O Supremo Tribunal Federal, ou simplesmente STF, é a mais alta corte de justiça do Brasil, composta por onze juízes (ministros), cujos salários servem como referência para a remuneração dos demais servidores públicos do país. A função do STF é múltipla. Primeiro, o Tribunal julga pessoas com prerrogativa de foro, também conhecido como foro especial, isto é, pessoas que exercem função pública, como o presidente da república, seu vice, ministros de estado, senadores e deputados federais. O que pode parecer um privilégio, pode ser também uma desvantagem, visto que não há a possibilidade de recursos depois do julgamento feito pelo STF. Por segundo, o Tribunal também tem por função exercer o controle de constitucionalidade das normas do direito brasileiro. Qualquer suspeita de que uma norma possa violar os princípios e regras da Constituição Federal de 1988 é submetida à apreciação dos ministros, que podem determinar a interpretação adequada a fim de harmonizá-la com nossa Constituição, inclusive exigindo que todos os juízes do país sigam esse mesmo entendimento. Terceiro e último, o Supremo também tem a função de ser a última instância recursal, dando a palavra final a respeito da jurisdição, quando existe a suspeita de que a Constituição Federal possa ter sido violada durante o julgamento de algum caso em instâncias inferiores. Acima do Supremo Tribunal Federal, no direito brasileiro, não há outro tribunal a quem se possa recorrer. Daí se explica sua enorme importância, bem como dos ministros que o compõem.

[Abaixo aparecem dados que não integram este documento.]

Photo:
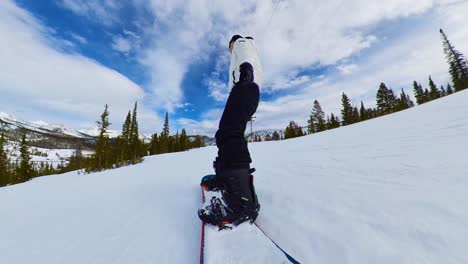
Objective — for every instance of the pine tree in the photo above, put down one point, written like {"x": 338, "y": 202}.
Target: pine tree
{"x": 102, "y": 151}
{"x": 385, "y": 100}
{"x": 177, "y": 142}
{"x": 124, "y": 143}
{"x": 356, "y": 116}
{"x": 198, "y": 142}
{"x": 293, "y": 130}
{"x": 4, "y": 173}
{"x": 166, "y": 125}
{"x": 434, "y": 93}
{"x": 183, "y": 139}
{"x": 458, "y": 66}
{"x": 449, "y": 89}
{"x": 135, "y": 143}
{"x": 427, "y": 96}
{"x": 276, "y": 136}
{"x": 442, "y": 91}
{"x": 418, "y": 93}
{"x": 317, "y": 118}
{"x": 25, "y": 170}
{"x": 404, "y": 102}
{"x": 363, "y": 112}
{"x": 154, "y": 145}
{"x": 334, "y": 122}
{"x": 347, "y": 111}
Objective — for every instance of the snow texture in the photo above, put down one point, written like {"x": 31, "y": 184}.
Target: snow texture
{"x": 389, "y": 190}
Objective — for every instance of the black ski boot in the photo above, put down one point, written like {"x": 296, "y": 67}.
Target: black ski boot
{"x": 238, "y": 204}
{"x": 211, "y": 182}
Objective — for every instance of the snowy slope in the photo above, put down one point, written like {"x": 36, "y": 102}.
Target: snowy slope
{"x": 11, "y": 122}
{"x": 390, "y": 190}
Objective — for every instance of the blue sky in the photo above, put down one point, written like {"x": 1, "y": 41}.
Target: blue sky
{"x": 65, "y": 59}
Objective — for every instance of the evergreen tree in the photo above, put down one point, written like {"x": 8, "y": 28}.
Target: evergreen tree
{"x": 76, "y": 161}
{"x": 356, "y": 116}
{"x": 198, "y": 142}
{"x": 384, "y": 101}
{"x": 135, "y": 143}
{"x": 449, "y": 89}
{"x": 363, "y": 112}
{"x": 333, "y": 123}
{"x": 25, "y": 170}
{"x": 458, "y": 66}
{"x": 166, "y": 125}
{"x": 124, "y": 143}
{"x": 418, "y": 93}
{"x": 347, "y": 111}
{"x": 101, "y": 154}
{"x": 442, "y": 91}
{"x": 4, "y": 173}
{"x": 154, "y": 144}
{"x": 293, "y": 130}
{"x": 183, "y": 139}
{"x": 404, "y": 102}
{"x": 276, "y": 136}
{"x": 177, "y": 142}
{"x": 434, "y": 93}
{"x": 317, "y": 118}
{"x": 427, "y": 96}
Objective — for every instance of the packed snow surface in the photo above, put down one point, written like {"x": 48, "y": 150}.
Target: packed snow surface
{"x": 389, "y": 190}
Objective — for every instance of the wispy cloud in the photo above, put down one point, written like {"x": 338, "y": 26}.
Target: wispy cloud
{"x": 103, "y": 11}
{"x": 82, "y": 40}
{"x": 47, "y": 80}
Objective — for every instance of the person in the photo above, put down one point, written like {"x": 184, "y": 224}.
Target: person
{"x": 233, "y": 175}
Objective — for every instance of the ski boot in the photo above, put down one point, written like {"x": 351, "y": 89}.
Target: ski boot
{"x": 211, "y": 182}
{"x": 238, "y": 204}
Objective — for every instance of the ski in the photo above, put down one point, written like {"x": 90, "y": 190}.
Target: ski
{"x": 290, "y": 258}
{"x": 202, "y": 242}
{"x": 267, "y": 250}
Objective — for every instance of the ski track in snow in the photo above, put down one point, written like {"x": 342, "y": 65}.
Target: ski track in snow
{"x": 389, "y": 190}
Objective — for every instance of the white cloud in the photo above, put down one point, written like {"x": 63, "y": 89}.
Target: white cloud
{"x": 121, "y": 44}
{"x": 347, "y": 68}
{"x": 80, "y": 39}
{"x": 36, "y": 78}
{"x": 411, "y": 55}
{"x": 99, "y": 10}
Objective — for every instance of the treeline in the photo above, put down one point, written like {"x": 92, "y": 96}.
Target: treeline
{"x": 22, "y": 169}
{"x": 126, "y": 149}
{"x": 386, "y": 100}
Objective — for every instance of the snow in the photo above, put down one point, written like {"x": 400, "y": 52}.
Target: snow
{"x": 40, "y": 126}
{"x": 389, "y": 190}
{"x": 48, "y": 156}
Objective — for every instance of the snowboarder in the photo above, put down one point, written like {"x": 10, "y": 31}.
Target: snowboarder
{"x": 232, "y": 166}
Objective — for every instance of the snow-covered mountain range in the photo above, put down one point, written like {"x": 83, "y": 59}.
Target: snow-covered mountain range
{"x": 389, "y": 190}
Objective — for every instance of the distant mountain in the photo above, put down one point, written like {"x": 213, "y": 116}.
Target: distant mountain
{"x": 264, "y": 134}
{"x": 43, "y": 135}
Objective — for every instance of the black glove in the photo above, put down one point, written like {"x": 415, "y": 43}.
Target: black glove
{"x": 246, "y": 73}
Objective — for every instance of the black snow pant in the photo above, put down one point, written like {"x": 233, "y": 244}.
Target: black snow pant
{"x": 232, "y": 146}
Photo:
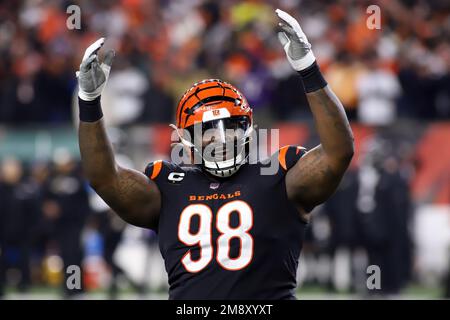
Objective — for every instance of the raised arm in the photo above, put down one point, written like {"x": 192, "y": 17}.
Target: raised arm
{"x": 314, "y": 178}
{"x": 133, "y": 196}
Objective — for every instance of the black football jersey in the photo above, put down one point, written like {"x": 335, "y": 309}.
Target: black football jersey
{"x": 233, "y": 238}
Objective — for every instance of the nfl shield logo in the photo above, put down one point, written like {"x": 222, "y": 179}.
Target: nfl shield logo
{"x": 214, "y": 185}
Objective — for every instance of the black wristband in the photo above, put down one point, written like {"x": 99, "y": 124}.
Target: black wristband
{"x": 312, "y": 78}
{"x": 90, "y": 111}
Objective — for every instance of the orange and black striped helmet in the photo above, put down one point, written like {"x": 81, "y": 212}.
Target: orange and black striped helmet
{"x": 211, "y": 97}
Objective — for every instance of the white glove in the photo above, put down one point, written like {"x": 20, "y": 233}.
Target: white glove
{"x": 92, "y": 76}
{"x": 294, "y": 42}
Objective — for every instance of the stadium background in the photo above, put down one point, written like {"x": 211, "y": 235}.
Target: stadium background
{"x": 392, "y": 208}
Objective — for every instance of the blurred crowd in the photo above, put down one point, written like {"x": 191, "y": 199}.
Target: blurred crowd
{"x": 400, "y": 70}
{"x": 48, "y": 218}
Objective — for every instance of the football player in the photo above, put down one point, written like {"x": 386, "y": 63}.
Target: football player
{"x": 226, "y": 231}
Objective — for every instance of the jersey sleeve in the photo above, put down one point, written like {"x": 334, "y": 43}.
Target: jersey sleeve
{"x": 288, "y": 156}
{"x": 159, "y": 170}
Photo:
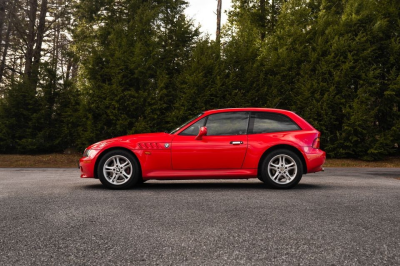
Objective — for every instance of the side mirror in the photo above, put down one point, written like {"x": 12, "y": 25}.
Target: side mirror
{"x": 202, "y": 132}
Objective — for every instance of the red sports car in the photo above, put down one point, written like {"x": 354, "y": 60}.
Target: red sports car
{"x": 276, "y": 146}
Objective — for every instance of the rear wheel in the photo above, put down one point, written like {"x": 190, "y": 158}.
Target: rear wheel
{"x": 118, "y": 169}
{"x": 281, "y": 169}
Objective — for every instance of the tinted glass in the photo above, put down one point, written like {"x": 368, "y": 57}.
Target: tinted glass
{"x": 193, "y": 130}
{"x": 232, "y": 123}
{"x": 187, "y": 122}
{"x": 272, "y": 122}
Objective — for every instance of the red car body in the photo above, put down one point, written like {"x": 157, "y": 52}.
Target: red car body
{"x": 174, "y": 156}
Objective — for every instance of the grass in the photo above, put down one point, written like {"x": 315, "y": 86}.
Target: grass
{"x": 56, "y": 160}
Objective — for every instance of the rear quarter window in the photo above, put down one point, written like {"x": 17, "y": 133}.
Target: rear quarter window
{"x": 264, "y": 122}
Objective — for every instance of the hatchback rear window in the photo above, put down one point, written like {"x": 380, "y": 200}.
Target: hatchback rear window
{"x": 264, "y": 122}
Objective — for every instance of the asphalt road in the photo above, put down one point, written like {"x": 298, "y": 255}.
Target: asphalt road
{"x": 343, "y": 216}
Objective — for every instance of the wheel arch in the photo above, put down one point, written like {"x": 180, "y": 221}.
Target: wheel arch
{"x": 104, "y": 152}
{"x": 286, "y": 147}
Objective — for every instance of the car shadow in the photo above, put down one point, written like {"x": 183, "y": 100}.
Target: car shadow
{"x": 193, "y": 185}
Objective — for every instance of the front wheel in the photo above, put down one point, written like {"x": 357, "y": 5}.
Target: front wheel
{"x": 118, "y": 169}
{"x": 281, "y": 169}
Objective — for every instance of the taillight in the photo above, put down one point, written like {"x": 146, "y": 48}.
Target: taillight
{"x": 316, "y": 143}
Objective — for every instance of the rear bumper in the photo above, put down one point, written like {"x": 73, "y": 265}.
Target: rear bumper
{"x": 315, "y": 158}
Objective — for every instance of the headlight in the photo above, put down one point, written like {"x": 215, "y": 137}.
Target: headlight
{"x": 86, "y": 153}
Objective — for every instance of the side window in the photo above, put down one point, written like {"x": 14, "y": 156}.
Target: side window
{"x": 231, "y": 123}
{"x": 193, "y": 130}
{"x": 264, "y": 122}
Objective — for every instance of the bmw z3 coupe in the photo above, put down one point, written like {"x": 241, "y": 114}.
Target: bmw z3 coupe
{"x": 276, "y": 146}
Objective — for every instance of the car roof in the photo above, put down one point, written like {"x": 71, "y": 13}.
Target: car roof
{"x": 248, "y": 109}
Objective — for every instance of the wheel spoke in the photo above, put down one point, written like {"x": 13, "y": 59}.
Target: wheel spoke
{"x": 118, "y": 170}
{"x": 125, "y": 176}
{"x": 279, "y": 167}
{"x": 275, "y": 165}
{"x": 276, "y": 175}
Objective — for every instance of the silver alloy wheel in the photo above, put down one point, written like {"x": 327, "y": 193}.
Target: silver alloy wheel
{"x": 117, "y": 170}
{"x": 282, "y": 169}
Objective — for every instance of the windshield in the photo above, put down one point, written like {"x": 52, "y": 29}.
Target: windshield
{"x": 184, "y": 124}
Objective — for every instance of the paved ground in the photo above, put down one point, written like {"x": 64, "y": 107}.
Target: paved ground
{"x": 343, "y": 216}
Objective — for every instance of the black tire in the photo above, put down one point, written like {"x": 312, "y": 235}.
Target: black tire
{"x": 284, "y": 177}
{"x": 123, "y": 181}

A Procuradoria-Geral da República, por sua vez, está no mesmo grau hierárquico do STF, isto é, ela é o órgão federal do Ministério Público de grau mais elevado do nosso país. A ela cabe atuar tanto no STF quanto no Superior Tribunal de Justiça. O STJ é um Tribunal que tem a função de julgar os governadores dos Estados e do Distrito Federal, bem como uniformizar a interpretação do direito infraconstitucional brasileiro. Para exemplificar, por eliminação, o direito infraconstitucional pode ser entendido como as normas que estão hierarquicamente abaixo da Constituição Federal, por exemplo: direito civil e direito penal. A PGR é superior hierárquica do Ministério Público da União, que inclui também o MP Militar e o MP do Trabalho. É de responsabilidade da PGR a investigação e a acusação nos inquéritos penais e nas ações penais que tramitam no STF e no STJ contra as pessoas com prerrogativa de foro. Ao mesmo tempo, é também de responsabilidade da PGR propor ações e apresentar parecer nas ações de controle concentrado e/ou difuso de constitucionalidade – respectivamente, ações judiciais cujo objeto é único e exclusivo harmonizar a interpretação de normas à Constituição Federal de 1988, e ações judiciais cujo objeto indiretamente acaba sendo essa harmonização. O papel do Ministério Público é tradicionalmente de custas legis, isto é, de fiscal da lei, portanto suas opiniões são extremamente relevantes para os juízes. Símbolo disso é que o representante do MP costuma sentar-se ao lado direito do juiz.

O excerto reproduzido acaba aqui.